Schad doesn't consider the alternative, which is failure.
"I wouldn't want to live with that the rest of my life."
Efforts to resolve Eric Dickerson's paternity suit in a preliminary hearing failed Tuesday, and the case will now go to full trial this morning at 9 a.m. before Judge James G. Kolts in Los Angeles Superior Court.
Dickerson is being sued by former girlfriend, Rea Ann Silva, who is seeking $7,500 in support for her unborn child, allegedly fathered by Dickerson.
The parties on Tuesday tried to settle the case through a mediator, but when that failed, a court date was set.
"I feel good faith efforts were made by both parties," Dickerson's lawyer, Fred Glassman, said. "But sometimes it just breaks down, just like anything else."
Glassman said the case should be resolved today. It also means that Dickerson will miss his second day of practice.
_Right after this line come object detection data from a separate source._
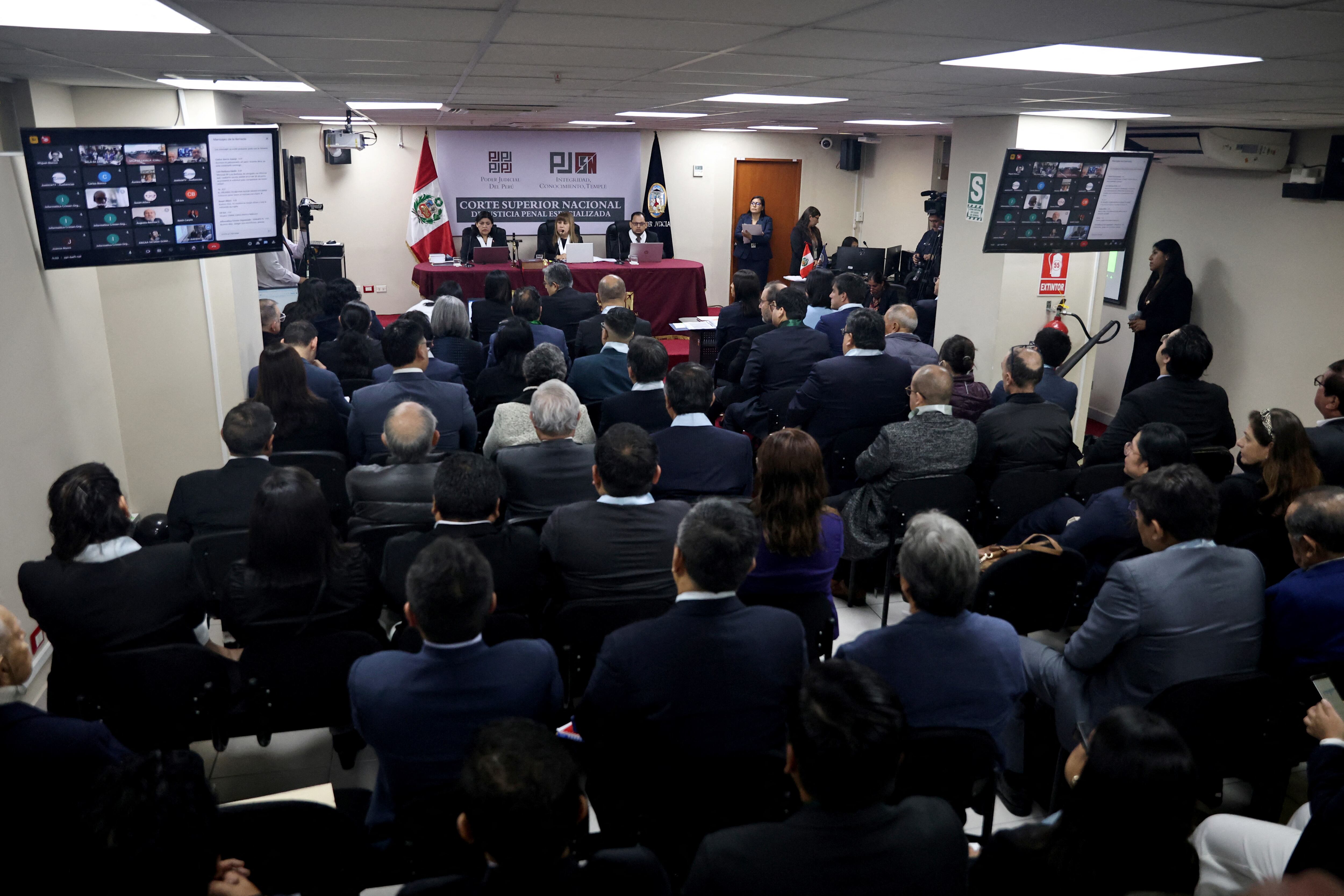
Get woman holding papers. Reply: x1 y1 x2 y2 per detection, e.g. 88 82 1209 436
732 196 774 283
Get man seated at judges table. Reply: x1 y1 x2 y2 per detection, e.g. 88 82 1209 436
1306 360 1344 485
1011 467 1265 814
348 532 564 840
598 336 672 435
569 308 634 404
991 326 1078 419
973 345 1079 482
542 423 689 601
487 286 570 367
538 262 597 341
345 402 442 532
817 271 866 356
345 320 476 463
785 309 913 450
574 274 653 359
681 658 966 896
247 321 349 420
168 402 276 541
1265 485 1344 669
723 283 831 439
380 451 542 644
653 363 753 500
882 305 938 371
495 380 597 520
1083 324 1236 466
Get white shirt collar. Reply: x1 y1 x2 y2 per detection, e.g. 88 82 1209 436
676 591 737 603
597 492 653 506
75 535 140 563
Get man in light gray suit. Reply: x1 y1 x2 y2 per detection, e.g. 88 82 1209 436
1005 463 1265 771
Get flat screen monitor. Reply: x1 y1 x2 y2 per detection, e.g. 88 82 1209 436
22 126 284 270
984 149 1153 254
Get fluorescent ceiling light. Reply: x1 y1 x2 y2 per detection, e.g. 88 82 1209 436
704 93 849 106
0 0 210 34
616 112 708 118
345 99 444 112
1021 109 1171 118
939 43 1261 75
159 78 313 93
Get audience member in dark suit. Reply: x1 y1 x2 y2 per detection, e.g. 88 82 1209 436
495 380 597 519
382 451 542 634
723 286 831 439
991 326 1078 418
168 402 276 541
485 286 570 368
836 511 1027 748
257 342 348 454
219 466 383 648
542 423 689 601
970 705 1199 896
574 274 653 360
19 463 210 713
538 262 597 341
683 661 966 896
470 270 513 345
973 345 1081 482
1265 485 1344 666
398 719 672 896
347 321 476 462
569 308 634 404
1083 324 1236 466
786 306 913 451
598 336 672 435
247 321 349 422
1306 360 1344 485
653 363 753 500
817 271 866 357
345 402 442 532
349 537 564 831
The case is closed to the public.
Ram linebacker Carl Ekern will undergo arthroscopic surgery today to repair torn ligaments in his right knee and will be out four to six weeks, the team announced Tuesday night.
Ekern injured the knee in last Thursday's 23-14 exhibition win over the Seattle Seahawks. The injury was first reported to be a hyper-extension of the knee, but new X-rays taken Tuesday revealed a ligament tear.
Surgery will be performed by Dr. Clarence Shields at Centinela Hospital Medical Center in Inglewood.
Ekern is the second starting linebacker to undergo surgery this week. Mark Jerue also injured a knee in the Seattle game and had surgery last Friday. He's expected to be out until October.